Haftungsrisiken der EC-Karte

Trügerische Sicherheiten beim Plastikgeld. Als sicherer und verbraucherfreundlich gilt das elektronische Lastschriftverfahren: Wird die Karte geklaut, kann man die Lastschrift widerrufen

Eine kleine Auseinandersetzung am Geldautomaten – und Sabine Kraus ist ihre EC-Karte los. Drei Männer rennen davon. Die Geheimzahl wurde vermutlich ausgespäht. Bis zur Kartensperre sind 1.668 Mark vom Konto abgeräumt. Als Opfer von Trickbetrügern ist sich Frau Kraus sicher: Die Bank haftet für den Schaden, der bis zum Eingang der Verlustanzeige entstanden ist.

Das sah die Bank anders und warf Frau Kraus vor, durch fahrlässiges Verhalten ein Ausspähen der PIN ermöglicht zu haben. Ein Jahr dauerte der Rechtsstreit, den die Geschädigte schließlich gegen die Citibank AG vor dem Amtsgericht Mitte gewann: „Insgesamt war ihr Verhalten genauso wenig fahrlässig, sondern im Verkehr üblich, wie das der Banken, die solche Automaten ohne ausreichenden Sichtschutz aufstellen“, so die Richter (Az. 18 C 256/97). Zu Gunsten von Frau Kraus erkannte das Gericht die fehlende Sicherheits- und Umfeldarchitektur des Automaten, der an der Außenwand der Bank angebracht und frei zugänglich war.

Solche Erfolgsmeldungen sind selten. Eine Vielzahl von Geschädigten ließ Justitia in den letzten Jahren abblitzen. Dreh- und Angelpunkt nach einem Kartenverlust ist das fahrlässige Verhalten der Kunden. Das System ist sicher, die PIN kann nur durch ein Fehlverhalten an unberechtigte Dritte gelangen – mit dieser Argumentation ziehen sich die Banken bis zur Kartensperre aus der Haftung.

Hierbei steht die technische Sicherheit des elektronischen Zahlungssystems für die Kreditwirtschaft völlig außer Frage. Jahrelang versuchten Sachverständige, den Gerichten die Systemrisiken und Möglichkeiten der Manipulation von EC-Karte und Automat vorzuführen. Mit mäßigem Erfolg. Justitia ließ sich mit theoretischen Ausführungen kaum davon überzeugen, dass die PIN im verhandelten Rechtsstreit geknackt wurde.

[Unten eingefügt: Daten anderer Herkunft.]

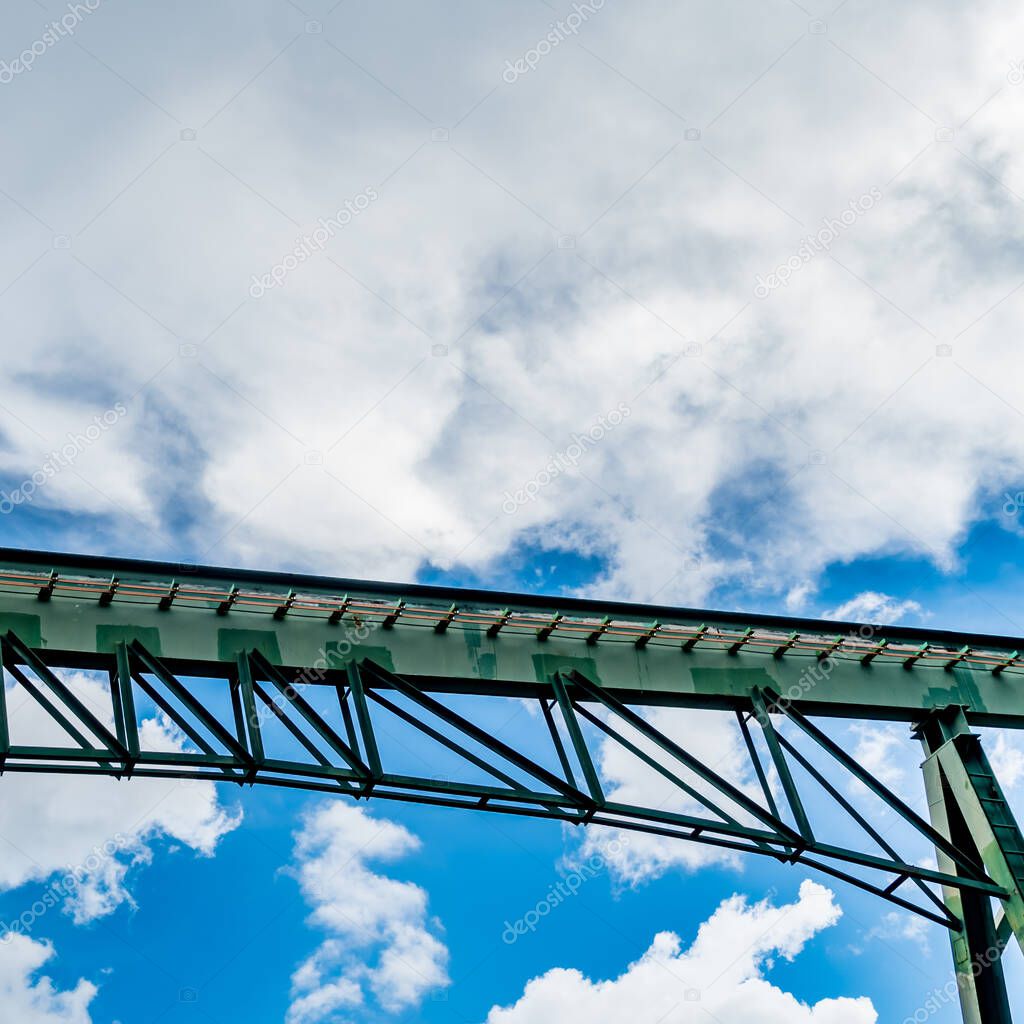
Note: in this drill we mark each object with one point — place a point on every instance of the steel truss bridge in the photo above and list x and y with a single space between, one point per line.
238 659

Alternativen zur PIN gäbe es. Neue effiziente Systeme, wie die duale automatische Unterschriftenprüfung oder der Iris-Scanner haben das Stadium des Prototyps längst hinter sich. Dennoch tut sich die Kreditwirtschaft schwer, Milliarden in eine neue Erkennungstechnologie zu investieren. Wohl zu Recht, denn ein neues System ist nur so lange sicher, bis Hacker Gegenstrategien entwickelt haben. Die Forderung nach einer Veränderung der Haftungsbedingungen ist damit nicht vom Tisch.

Kriminalexperten sind sich mehr oder weniger einig, dass technische Manipulationen nur ein Nebenkriegsschauplatz im Geschäft mit dem Kartenklau sind. Die überwiegende Zahl von Missbräuchen funktioniert mittels Taschenspielertricks, Phantasie und manchmal der richtigen Technik. Die Karte wird nicht einfach nur geklaut, vorher wird die PIN ausgespäht.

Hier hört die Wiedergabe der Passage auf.